“God, don’t do that. I swear I’m going to hang a bell around your neck,” she snapped, brushing her long hair back with a shaky hand and trying unsuccessfully not to let him see how much he’d startled her.
He didn’t look remotely sorry. The corners of his mouth twitched like he was trying not to smile. He’d worn that expression before, and it was usually followed by something infuriatingly sarcastic. Not today.
“Yes, I’m ready,” she added, grabbing her notebook with fingers still twitchy from leftover adrenaline. “Alex is on the front desk and we only have a couple of check-outs, so he should be fine.”
“Excellent,” David said, already halfway to the elevators, as if the meeting might start without him. “They changed the location—the wedding group asked for a last-minute brunch.”
Lena raised an eyebrow as she rushed to catch up with him. Not an easy task, with his long legs. Then again, his ass was worth admiring in those jeans.
Bad Lena!
She forced her mind back to the subject at hand. “So now we’re meeting where?”
“Top floor,” he said, gesturing for her to follow him toward the service elevator. “The dining room in the penthouse suite. It should be relatively quick.”
Of course he’d say that. Of course he didn’t notice how her heels slapped a little harder against the floor as she hurried to keep up with his long-legged stride, or how her nerves prickled at the idea of being trapped in a luxury suite with her three handsome bosses. She pretended to roll her eyes, mostly at herself. She did enjoy the eye candy around here, although Nick was newly off the market.
She smiled at that thought. Kate was awesome and shaping up to be a great new friend.
The elevator doors opened with a soft chime, and they stepped inside. She hit the button for the top floor. The cold whoosh of air conditioning brushed over her skin, goosebumps rising in contrast to the balmy heat of the lobby. Even with the vestibule for climate control, the lobby ran much warmer than the rest of the building.
“So what’s this meeting for?” she asked, leaning back against the mirrored wall as the elevator began its ascent with a hum.
David didn’t look up right away, his head bent over his ever-present tablet. His long fingers tap-tapped across the screen, flickers of blue light reflected on his dark-framed glasses.
“Oh, reviewing the staff changes, including you,” he added with a sideways glance and a slight curl of his lips that made her cheeks suspiciously warm. “Some minor operational updates—Ivory Island progress, stuff like that.”
The elevator gave a sickening lurch, and Lena lost all desire to prod him further as she flailed for balance. Her notebook thumped to the ground, and her stomach flipped. David reached out, one strong hand gripping her elbow as the elevator rocked again and then lurched to a shuddering stop.
The lights blinked out.
Just like that, they hung suspended in a coffin-sized steel box, nothing but the muted whir of the emergency fan and her pounding heartbeat filling the silence.
“What is going on?” she asked, her voice rising an octave.
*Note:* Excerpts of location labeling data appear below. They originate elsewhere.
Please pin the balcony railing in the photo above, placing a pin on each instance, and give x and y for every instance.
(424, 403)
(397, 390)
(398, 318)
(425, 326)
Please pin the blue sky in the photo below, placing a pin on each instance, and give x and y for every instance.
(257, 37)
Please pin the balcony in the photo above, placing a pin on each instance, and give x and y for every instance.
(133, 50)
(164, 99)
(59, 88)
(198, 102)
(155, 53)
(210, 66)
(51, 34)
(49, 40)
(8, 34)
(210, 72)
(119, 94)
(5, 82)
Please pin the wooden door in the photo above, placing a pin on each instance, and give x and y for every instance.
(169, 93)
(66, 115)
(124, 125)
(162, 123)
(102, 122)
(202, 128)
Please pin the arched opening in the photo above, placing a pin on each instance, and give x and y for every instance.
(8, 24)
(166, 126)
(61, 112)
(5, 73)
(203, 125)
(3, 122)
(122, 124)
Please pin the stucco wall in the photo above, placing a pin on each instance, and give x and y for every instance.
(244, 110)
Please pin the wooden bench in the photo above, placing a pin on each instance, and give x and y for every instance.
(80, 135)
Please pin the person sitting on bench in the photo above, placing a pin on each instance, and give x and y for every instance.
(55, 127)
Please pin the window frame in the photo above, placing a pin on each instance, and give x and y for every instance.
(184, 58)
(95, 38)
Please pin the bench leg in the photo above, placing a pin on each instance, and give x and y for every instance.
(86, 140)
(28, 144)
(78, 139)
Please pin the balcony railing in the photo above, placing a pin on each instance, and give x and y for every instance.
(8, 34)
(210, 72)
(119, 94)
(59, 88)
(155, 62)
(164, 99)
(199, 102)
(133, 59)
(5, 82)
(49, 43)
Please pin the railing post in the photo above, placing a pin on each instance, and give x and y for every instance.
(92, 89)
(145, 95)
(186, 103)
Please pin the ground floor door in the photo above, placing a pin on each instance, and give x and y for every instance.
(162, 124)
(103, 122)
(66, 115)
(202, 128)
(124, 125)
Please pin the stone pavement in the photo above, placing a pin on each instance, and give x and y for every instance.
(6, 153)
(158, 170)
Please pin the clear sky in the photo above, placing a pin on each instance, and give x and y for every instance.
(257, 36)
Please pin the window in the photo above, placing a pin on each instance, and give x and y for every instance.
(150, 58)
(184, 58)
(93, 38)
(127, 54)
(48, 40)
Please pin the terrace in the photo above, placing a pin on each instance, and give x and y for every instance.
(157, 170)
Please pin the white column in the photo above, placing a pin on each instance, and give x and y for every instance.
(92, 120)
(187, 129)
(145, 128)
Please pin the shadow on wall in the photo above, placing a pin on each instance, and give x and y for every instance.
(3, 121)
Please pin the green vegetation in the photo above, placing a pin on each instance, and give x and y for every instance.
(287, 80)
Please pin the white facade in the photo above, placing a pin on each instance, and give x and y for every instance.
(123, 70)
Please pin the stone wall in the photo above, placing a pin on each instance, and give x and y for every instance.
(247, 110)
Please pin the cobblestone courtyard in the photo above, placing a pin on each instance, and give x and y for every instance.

She tried to sound annoyed, but it came out closer to panic in her own ears.
“Don’t know,” David replied, as though they weren’t now trapped in a steel tube dangling god knew how many floors above ground. A moment later, light flared from his phone’s flashlight, casting eerie shadows across his face. “The doors aren’t responding.” He tapped the button panel to show her—nothing. The digital display over the doors was dark.
“You can fix this, right? Or open the doors manually?” Lena’s breath shortened. A burning wave of hysteria pushed up into her throat. Her skin prickled—too hot and too cold all at once.
David already had his tablet out, his eyebrows drawn in that focused way she saw almost daily, like nothing existed but whatever data flowed through his mind.
“Sweetheart, I can do anything from this tablet,” he said with a wink and a sexy grin that normally would prompt her to snark back. This time it grounded her—like verbal smelling salts—temporarily soothing.
Confusing.
David? Sexy? Since when? Not that she hadn’t noticed before—it would be kind of hard not to—but noticing differed from her stomach doing a full gymnast floor routine while he stared at a screen and saved their lives.
Deep breath. No time for a mental spiral.Not when her own feelings betrayed her, pressing heat up her throat and making her hyperaware of the limited square footage in this elevator.
“Anything?” she asked, hugging her arms tight around herself.
The tablet’s screen bathed David’s face in its bluish light—his gaze flicking across code and system readouts he considered actual conversation. His brows scrunched in his typical concentration pose.
“Controller’s offline—that’s the core system that manages movement and… well, everything else.” He paused, tapping away, before continuing, “It shouldn’t happen even with an outage. We’re layered with fail-safes…” His voice tapered off.
Lena swallowed hard; her skin felt clammy now, her temples damp. The darkness pressed in on her. She focused back on David, her current lifeline to sanity. “Can you get it back online?” Her voice wobbled.
He looked up at her then, really looked. His eyes searched her face, his expression softening at whatever he saw there.